Michael Pitt impose sa bonne mine dans A la rencontre de Forrester, production ronflante du hype Gus Van Sant (2001) et Calculs meurtriers (2002).
Sa beauté diabolique d’ange décadent attire des cinéastes subversifs : Bernardo Bertollucci le met en trouple dans Innocents : The Dreamers, un classique qui révèle parallèlement Eva Green et Louis Garrel (2003). Pitt est lancé pour de bon, même si le succès commercial est nul. Le film est trop érotique pour son temps, mais devient culte et générationnel, bien qu’incompatible avec le conservatisme ambiant des années 2020.
Attirée par sa décadence cinégénique qui transpire à l’écran, Asia Argento l’embarque dans son chef d’oeuvre, Le livre de Jérémie, qu’elle réalise en 2005. Un autre monument du glauque, avec Peter Fonda, Marilyn Manson et Ornella Muti. Le film est un choc. Michael Pitt y est formidable. Issu d’un milieu modeste du New Jersey et aventurier d’un parcours scolaire chaotique, il prend visiblement beaucoup de plaisir à incarner un personnage borderline.
De très grands rôles attendent encore le jeune homme, bien avant d’atteindre sa trentaine : il se distingue dans Last Days, biopic transcendant sur les derniers jours de Kurt Cobain, par Gus Van Sant touché par la grâce (l’acteur-musicien écrit un certain nombre de morceaux à l’occasion), Delirious du délicieusement indépendant Tom DiCillo, l’effroyable remake de Funny Games par Michael Haneke lui-même, Funny Games US, avec Naomi Watts et Tim Roth. Il y torture et tue froidement. Le public ne répond pas à l’appel, mais personne n’a vraiment envie de revivre ce jeu de massacre.
Les années 2010 seront moins concluantes pour l’artiste. Les espoirs des premiers longs n’ont jamais donné des chiffres concluants dans les salles, y compris le contemplatif Last Days. En fait, son vrai succès de la décennie passé est Le village de M. Night Shyamalan, c’est-à-dire un thriller malin où son rôle est tertiaire.
Michael Pitt poursuit donc une belle accumulation d’échecs : Soie de François Girard, mélo romantique avec Keira Knightley, I Origins, un indie movie ésotérique de Mike Cahill, le thriller Criminal, un espion dans la tête, avec Sean Connery et Gary Oldman, et surtout Ghost in the Shell, adaptation en film d’un manga, avec Scarlett Johansson et Juliette Binoche. L’échec mondial du film empêche l’enfant terrible d’Hollywood de se remettre sur les rails.

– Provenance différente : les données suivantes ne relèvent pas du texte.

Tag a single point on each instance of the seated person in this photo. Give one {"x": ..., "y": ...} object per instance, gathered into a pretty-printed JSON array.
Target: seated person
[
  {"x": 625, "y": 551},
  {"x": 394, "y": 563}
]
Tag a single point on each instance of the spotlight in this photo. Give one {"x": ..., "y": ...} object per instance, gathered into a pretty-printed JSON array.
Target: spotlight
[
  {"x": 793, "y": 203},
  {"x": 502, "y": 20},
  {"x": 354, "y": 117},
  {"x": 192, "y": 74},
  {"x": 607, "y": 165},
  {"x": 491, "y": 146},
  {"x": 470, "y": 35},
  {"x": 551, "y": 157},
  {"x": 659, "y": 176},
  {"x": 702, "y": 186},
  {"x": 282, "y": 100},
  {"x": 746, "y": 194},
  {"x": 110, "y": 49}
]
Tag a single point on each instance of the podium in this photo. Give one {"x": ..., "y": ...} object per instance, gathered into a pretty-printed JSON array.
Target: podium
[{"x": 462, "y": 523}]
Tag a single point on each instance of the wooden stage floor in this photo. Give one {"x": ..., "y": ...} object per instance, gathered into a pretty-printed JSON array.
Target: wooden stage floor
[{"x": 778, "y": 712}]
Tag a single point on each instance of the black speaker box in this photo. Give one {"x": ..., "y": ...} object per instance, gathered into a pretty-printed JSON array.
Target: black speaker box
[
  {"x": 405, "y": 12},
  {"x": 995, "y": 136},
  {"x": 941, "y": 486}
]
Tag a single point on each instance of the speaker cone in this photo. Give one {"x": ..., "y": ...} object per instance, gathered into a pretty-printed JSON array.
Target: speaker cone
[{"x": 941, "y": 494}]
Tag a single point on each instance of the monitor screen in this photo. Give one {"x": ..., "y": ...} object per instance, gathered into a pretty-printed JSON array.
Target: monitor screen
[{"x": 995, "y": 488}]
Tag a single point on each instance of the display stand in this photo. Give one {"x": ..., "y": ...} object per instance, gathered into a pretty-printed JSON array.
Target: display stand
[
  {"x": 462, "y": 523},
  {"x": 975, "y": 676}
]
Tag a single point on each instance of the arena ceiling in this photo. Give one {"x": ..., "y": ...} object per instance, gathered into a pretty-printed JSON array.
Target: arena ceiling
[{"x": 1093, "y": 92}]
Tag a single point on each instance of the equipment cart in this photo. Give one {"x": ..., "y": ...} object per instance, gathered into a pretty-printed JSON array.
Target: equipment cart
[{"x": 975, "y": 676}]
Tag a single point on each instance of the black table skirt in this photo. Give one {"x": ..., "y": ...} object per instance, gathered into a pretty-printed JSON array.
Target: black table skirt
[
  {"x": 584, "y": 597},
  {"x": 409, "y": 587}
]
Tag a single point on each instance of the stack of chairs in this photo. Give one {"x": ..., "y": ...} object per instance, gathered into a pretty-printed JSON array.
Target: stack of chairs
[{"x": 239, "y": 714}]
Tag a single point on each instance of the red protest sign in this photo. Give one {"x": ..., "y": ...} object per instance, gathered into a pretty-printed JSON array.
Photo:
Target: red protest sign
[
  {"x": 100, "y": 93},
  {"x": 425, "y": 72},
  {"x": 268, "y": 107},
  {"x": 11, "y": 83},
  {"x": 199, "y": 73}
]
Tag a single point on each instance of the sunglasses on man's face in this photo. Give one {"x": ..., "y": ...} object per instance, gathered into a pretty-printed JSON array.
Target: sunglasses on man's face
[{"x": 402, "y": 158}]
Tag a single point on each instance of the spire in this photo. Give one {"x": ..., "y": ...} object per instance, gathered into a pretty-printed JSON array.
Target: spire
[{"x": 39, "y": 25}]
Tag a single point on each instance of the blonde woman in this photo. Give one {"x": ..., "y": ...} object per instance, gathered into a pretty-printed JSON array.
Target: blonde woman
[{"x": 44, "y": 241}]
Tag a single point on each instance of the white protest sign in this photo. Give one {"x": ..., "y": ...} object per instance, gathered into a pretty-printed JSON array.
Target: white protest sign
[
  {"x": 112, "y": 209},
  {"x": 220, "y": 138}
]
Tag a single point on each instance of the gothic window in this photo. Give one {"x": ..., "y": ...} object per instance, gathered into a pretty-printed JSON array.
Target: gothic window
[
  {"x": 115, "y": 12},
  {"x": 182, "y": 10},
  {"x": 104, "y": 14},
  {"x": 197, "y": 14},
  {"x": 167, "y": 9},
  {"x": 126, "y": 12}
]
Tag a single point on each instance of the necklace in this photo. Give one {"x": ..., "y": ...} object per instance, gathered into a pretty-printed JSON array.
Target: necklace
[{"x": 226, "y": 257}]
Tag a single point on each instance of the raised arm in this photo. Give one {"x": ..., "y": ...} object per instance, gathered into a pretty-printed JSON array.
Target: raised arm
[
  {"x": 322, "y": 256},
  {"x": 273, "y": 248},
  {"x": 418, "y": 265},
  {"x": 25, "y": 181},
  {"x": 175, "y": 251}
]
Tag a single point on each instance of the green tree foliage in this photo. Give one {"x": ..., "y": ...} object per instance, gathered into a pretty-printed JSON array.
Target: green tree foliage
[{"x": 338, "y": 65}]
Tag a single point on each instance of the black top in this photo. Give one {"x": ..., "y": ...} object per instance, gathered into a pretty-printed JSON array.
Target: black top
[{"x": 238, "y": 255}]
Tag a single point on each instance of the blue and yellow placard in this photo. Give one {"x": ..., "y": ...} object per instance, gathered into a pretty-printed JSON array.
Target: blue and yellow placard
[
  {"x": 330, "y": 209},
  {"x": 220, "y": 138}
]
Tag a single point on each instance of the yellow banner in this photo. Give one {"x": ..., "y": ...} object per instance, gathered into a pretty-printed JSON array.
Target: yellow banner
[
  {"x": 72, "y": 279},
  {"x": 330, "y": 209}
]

Le cinéma ne lui a jamais totalement tourné le dos. Pendant 20 ans, Michael Pitt ne cessera de tourner et séduit de nombreux cinéastes comme Roger Michell (Dérapages incontrôlés, pour une petite apparition, en 2002), James Cox pour le biopic hard Wonderland, avec Val Kilmer (2004), Julian Golderber pour Dressé pour vivre, avec Paul Giamatti (2008), Kevin Smith pour Top Cops avec Bruce Willis (2010), Martin McDonagh (un petit rôle dans 7 Psychopathes, 2013)…
Michael Pitt à Cannes 2023 ?
Au moins, en France, chez Samuel Benchetrit, il trouve l’un de ses meilleurs rôles au cœur de la choral d’acteurs d’Asphalte, où l’on croise quelques déesses (Isabelle Huppert, Valeria Bruni-Tedeschi).
Désormais acteur un peu paumé, moins sollicité en raison de son tempérament fort durant les tournages, Michael Pitt tourne dans le film chinois Detective Chinatown 2 (2018), comédie pour le public adolescent asiatique, le film indie pas très coté de John Swab, Run With the Hunted (2019) et un Direct-to-Netflix calamiteux en 2020, The Last Days of America Crime d’Olivier Megaton…
Finalement, c’est au festival de Cannes, en 2023, que Michael Pitt semble avoir l’opportunité d’un vrai retour avec le thriller Black Flies dans lequel il côtoie Sean Penn.